Electric fish and today’s TED talk speakers take a page from Twain’s playbook. They pause before sharing something particularly meaningful. Pauses also prime the sensory systems to receive new and important information, according to research from Washington University in St. Louis.

Carlson

“There is an increased response in listeners to words — or in this case, electrical pulses — that happens right after a pause,” said Bruce Carlson, professor of biology in Arts & Sciences and corresponding author of the study published May 26 in Current Biology. “Fish are basically doing the same thing we do to communicate effectively.”

Beyond discovering interesting parallels between human language and electric communication in fish, the research reveals an underlying mechanism for how pauses allow neurons in the midbrain to recover from stimulation.

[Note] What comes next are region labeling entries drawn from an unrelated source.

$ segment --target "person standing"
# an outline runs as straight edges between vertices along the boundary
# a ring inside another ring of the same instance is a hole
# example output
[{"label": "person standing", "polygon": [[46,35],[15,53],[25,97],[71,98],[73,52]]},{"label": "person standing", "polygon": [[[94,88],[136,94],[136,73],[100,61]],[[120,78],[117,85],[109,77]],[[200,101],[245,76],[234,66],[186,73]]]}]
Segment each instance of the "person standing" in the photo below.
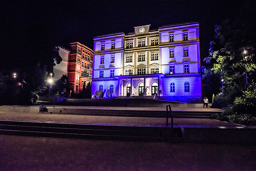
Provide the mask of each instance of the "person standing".
[{"label": "person standing", "polygon": [[204,97],[204,106],[206,106],[206,107],[208,108],[208,99],[206,97]]}]

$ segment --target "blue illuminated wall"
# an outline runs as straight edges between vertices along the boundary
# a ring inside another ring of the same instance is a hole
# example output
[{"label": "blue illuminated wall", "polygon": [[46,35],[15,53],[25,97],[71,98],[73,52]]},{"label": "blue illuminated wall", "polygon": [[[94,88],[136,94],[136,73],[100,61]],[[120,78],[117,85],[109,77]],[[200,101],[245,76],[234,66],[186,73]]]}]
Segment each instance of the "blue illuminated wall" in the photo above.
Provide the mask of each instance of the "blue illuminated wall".
[{"label": "blue illuminated wall", "polygon": [[155,83],[154,92],[166,99],[201,102],[199,24],[150,27],[94,38],[92,93],[113,85],[113,96],[125,96],[131,81],[132,96],[144,84],[152,95]]}]

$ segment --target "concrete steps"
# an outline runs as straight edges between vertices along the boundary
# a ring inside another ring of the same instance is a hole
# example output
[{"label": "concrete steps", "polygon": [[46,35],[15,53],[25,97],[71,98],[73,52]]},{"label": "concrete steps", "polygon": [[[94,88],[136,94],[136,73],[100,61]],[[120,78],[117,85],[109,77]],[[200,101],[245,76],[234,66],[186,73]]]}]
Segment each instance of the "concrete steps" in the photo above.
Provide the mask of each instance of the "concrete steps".
[{"label": "concrete steps", "polygon": [[0,120],[0,134],[119,141],[182,140],[178,126],[44,123]]},{"label": "concrete steps", "polygon": [[[45,108],[43,113],[87,115],[166,118],[166,111],[135,110],[81,109]],[[210,118],[212,114],[221,112],[197,111],[172,111],[174,118]],[[168,113],[168,114],[169,113]]]}]

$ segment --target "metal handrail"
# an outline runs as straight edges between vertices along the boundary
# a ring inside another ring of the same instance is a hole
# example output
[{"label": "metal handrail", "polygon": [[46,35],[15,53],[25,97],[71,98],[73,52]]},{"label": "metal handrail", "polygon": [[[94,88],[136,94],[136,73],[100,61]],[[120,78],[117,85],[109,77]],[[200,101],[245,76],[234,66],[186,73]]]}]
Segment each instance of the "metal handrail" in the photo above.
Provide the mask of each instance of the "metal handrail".
[{"label": "metal handrail", "polygon": [[168,106],[169,106],[169,109],[170,109],[170,114],[171,115],[171,118],[172,119],[172,128],[173,128],[173,115],[172,111],[172,109],[171,109],[171,105],[167,104],[166,105],[166,126],[168,126]]}]

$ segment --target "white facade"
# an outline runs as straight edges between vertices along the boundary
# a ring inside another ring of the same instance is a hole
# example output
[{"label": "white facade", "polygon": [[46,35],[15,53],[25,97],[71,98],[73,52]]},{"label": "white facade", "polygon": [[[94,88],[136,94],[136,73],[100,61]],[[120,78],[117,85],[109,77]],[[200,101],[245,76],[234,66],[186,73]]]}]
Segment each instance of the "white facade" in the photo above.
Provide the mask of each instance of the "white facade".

Carlson and collaborators, including first author Tsunehiko Kohashi, formerly a postdoctoral research associate at Washington University, conducted their study with electric fish called mormyrids. These fish use weak electric discharges, or pulses, to locate prey and to communicate with one another.

The scientists tracked the banter between fish housed under different conditions. They observed that electric fish that were alone in their tanks tend to hum along without stopping very much, producing fewer and shorter pauses in electric output than fish housed in pairs. What’s more, fish tended to produce high frequency bursts of pulses right after they paused.

The scientists then tried an experiment where they inserted artificial pauses into ongoing communication between two fish. They found that the fish receiving a pause — the listeners — increased their own rates of electric signaling just after the artificially inserted pauses. This result indicates that pauses were meaningful to the listeners.

Other researchers have studied the behavioral significance of pauses in human speech. Human listeners tend to recognize words better after pauses, and effective speakers tend to insert pauses right before something that they want to have a significant impact.